He smiles then, a small ghost of a smile, but it warms her up inside. “We make books our own,” he replies. “It’s how you can tell a book is well-loved.”

“I guess that’s true,” she says, glancing casually down at her phone for the time. She does a double take and swears under her breath. “I’m sorry, I’m going to be late for work if I don’t go right now!”

Ben watches as she stands and jogs to the door.

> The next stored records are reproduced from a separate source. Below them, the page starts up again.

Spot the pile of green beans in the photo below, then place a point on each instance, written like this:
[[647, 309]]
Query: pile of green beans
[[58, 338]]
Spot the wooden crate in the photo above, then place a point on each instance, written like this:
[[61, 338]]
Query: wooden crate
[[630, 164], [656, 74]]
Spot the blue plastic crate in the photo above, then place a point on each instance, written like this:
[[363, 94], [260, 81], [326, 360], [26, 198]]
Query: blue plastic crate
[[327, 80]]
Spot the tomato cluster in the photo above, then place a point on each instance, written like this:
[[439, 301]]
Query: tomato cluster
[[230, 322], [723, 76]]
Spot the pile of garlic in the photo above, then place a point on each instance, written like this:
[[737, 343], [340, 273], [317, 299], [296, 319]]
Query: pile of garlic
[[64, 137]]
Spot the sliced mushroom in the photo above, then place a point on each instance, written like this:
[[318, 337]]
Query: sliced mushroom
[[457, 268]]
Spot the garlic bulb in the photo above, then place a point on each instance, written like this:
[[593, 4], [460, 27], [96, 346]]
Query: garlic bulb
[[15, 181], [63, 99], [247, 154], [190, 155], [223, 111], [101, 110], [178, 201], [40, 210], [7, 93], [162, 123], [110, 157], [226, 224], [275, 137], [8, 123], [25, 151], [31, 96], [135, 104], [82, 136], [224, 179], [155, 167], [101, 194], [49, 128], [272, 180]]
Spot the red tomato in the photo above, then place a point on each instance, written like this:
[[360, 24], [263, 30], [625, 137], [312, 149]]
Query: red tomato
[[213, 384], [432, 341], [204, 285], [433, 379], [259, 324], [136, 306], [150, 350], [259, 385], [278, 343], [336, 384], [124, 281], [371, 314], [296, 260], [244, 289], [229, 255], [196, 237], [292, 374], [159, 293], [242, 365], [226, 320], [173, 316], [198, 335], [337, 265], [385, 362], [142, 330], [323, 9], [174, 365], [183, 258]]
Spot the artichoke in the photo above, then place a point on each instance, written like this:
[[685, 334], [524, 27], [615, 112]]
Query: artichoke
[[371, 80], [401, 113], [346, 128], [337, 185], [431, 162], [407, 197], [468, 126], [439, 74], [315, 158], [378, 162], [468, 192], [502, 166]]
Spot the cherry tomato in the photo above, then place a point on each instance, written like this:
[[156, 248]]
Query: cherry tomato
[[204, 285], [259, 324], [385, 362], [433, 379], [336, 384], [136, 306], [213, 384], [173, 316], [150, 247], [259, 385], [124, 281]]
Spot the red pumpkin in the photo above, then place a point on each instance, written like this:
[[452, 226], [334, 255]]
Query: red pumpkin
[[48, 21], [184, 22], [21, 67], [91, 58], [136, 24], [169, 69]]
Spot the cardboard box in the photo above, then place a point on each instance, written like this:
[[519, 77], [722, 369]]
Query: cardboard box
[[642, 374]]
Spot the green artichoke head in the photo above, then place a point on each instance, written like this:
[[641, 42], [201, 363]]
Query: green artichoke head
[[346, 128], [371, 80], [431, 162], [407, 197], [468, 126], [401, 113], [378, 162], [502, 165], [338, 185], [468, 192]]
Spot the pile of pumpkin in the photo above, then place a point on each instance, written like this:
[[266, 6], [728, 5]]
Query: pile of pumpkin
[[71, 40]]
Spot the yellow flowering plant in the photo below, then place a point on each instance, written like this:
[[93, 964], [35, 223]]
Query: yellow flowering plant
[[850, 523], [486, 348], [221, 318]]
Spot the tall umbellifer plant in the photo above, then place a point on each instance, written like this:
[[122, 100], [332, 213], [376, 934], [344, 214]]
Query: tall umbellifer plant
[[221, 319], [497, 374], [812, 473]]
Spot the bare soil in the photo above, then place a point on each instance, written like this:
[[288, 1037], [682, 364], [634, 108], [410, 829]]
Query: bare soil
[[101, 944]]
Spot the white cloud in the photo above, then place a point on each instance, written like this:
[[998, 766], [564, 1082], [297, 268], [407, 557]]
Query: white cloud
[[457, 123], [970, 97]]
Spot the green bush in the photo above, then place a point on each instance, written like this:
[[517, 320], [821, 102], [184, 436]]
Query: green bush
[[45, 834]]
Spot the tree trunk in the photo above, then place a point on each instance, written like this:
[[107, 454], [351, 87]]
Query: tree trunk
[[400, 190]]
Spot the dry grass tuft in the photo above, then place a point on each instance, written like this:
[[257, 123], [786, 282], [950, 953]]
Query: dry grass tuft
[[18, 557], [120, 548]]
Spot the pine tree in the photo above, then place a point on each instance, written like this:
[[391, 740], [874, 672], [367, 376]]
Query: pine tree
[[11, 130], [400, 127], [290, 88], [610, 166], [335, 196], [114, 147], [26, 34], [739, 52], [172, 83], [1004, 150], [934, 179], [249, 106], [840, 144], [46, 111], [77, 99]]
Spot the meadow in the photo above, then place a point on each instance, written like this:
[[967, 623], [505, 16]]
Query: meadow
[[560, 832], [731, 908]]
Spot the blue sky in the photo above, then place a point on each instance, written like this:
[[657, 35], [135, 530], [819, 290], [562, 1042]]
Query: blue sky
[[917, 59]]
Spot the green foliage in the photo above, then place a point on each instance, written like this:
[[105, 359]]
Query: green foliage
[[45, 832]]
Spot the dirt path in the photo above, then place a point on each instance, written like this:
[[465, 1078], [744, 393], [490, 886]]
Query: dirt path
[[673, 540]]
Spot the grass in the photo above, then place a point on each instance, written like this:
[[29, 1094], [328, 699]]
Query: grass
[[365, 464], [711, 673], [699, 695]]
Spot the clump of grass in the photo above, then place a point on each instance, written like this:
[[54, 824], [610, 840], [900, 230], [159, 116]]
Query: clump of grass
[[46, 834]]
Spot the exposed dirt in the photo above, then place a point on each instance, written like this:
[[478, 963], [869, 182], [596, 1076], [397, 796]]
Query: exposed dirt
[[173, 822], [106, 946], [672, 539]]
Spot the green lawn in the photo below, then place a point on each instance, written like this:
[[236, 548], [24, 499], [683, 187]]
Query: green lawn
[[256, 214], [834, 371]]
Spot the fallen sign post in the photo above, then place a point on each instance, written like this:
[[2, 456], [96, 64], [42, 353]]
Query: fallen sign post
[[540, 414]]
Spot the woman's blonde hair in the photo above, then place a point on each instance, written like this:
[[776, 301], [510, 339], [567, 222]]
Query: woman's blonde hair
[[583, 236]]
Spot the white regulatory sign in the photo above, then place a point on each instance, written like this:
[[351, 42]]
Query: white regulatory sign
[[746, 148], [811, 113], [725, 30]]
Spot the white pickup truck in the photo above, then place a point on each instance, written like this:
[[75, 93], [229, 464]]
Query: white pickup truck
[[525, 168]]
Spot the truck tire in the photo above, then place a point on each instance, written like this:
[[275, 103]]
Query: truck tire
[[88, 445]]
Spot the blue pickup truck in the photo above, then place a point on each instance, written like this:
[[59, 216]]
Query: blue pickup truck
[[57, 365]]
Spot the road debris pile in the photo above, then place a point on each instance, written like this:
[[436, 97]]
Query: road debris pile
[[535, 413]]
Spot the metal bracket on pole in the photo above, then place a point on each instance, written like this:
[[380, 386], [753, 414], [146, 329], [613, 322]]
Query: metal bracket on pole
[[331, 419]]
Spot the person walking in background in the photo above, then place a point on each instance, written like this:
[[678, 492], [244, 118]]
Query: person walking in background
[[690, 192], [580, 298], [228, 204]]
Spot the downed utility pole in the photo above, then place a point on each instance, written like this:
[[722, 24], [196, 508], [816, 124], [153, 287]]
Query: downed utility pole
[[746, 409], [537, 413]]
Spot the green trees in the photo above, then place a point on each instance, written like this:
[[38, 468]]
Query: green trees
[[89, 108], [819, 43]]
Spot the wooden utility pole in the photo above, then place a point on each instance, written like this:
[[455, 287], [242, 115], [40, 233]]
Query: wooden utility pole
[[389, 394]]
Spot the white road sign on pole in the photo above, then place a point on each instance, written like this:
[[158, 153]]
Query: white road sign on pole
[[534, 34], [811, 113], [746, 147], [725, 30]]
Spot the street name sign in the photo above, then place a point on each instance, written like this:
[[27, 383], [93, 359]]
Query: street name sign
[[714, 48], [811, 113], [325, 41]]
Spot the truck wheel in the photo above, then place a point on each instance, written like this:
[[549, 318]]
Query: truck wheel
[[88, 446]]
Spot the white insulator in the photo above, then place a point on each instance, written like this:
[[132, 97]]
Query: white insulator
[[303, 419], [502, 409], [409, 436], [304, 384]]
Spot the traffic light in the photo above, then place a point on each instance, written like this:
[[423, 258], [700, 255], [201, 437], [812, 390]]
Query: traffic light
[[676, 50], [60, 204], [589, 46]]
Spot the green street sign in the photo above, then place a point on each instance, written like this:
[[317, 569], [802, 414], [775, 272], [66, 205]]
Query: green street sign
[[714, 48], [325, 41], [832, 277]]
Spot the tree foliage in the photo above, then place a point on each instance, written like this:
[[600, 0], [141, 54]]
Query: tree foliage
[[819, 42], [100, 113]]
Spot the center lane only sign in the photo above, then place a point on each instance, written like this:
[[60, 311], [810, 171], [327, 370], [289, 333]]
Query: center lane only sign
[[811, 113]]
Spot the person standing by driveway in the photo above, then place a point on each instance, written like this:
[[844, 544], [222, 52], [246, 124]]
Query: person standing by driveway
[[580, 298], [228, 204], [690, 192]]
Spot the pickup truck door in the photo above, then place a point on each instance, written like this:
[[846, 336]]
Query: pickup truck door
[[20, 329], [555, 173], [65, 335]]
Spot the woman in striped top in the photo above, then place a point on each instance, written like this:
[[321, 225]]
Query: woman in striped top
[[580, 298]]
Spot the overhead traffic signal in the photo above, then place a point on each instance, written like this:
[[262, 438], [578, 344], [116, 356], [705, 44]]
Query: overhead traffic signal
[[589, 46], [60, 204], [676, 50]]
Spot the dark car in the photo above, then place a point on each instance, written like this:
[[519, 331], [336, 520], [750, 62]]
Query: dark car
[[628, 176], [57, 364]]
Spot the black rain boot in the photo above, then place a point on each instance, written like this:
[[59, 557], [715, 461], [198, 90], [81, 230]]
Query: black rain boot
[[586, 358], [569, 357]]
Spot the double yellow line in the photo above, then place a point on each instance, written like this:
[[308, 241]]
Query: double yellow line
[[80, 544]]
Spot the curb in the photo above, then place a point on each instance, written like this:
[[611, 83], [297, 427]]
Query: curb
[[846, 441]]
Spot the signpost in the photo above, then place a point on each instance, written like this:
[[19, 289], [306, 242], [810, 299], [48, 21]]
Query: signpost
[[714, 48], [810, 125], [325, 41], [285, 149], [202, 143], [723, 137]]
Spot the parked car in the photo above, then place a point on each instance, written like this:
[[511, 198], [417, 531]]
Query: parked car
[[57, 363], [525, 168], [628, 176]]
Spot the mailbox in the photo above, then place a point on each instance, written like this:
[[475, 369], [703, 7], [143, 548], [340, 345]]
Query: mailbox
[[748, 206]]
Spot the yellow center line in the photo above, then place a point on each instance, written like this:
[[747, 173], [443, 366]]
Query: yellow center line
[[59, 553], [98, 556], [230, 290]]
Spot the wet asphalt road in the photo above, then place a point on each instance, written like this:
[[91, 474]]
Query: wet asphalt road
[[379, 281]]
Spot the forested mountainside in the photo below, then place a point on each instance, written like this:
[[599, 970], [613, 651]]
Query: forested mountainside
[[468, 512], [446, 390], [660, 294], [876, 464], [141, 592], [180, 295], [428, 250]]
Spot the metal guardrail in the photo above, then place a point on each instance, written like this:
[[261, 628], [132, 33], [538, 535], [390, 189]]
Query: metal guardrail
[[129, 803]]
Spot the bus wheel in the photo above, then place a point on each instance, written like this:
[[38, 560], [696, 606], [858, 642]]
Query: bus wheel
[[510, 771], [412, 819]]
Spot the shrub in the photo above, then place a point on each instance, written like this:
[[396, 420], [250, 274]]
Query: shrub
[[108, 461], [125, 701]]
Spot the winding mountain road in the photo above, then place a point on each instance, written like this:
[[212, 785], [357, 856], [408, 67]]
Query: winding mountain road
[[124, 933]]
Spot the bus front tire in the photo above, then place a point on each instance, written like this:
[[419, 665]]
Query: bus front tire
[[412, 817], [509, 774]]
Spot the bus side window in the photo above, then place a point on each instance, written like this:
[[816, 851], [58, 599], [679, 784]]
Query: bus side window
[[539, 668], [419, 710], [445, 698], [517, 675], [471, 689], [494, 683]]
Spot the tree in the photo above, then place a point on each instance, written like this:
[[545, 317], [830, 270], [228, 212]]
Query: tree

She feels his eyes linger on her all the way to her car, though she doesn’t look back to check if he’s really looking. She smiles all the way to work.

After that, things fall into another kind of rhythm. She spends her mornings—and some of her lunch breaks—at the café, making conversation with Ben about books and movies and any other topic under the sun they share an interest in. At work, she talks with Rose and Finn and Poe, commiserating over workloads and deadlines, then sometimes goes out to the bar with them afterwards. Sometimes, though, she goes straight home and spends the evening with her wolf, who now lies down a mere foot away from the porch’s edge.

One Friday morning, she wakes to the first snow of the season. She feels the biting cold more than usual, and she shivers the whole way to the café. Her disappointments stack up when she sees that Ben isn’t there. Getting her coffee, she decides not to sit and just to head straight to work.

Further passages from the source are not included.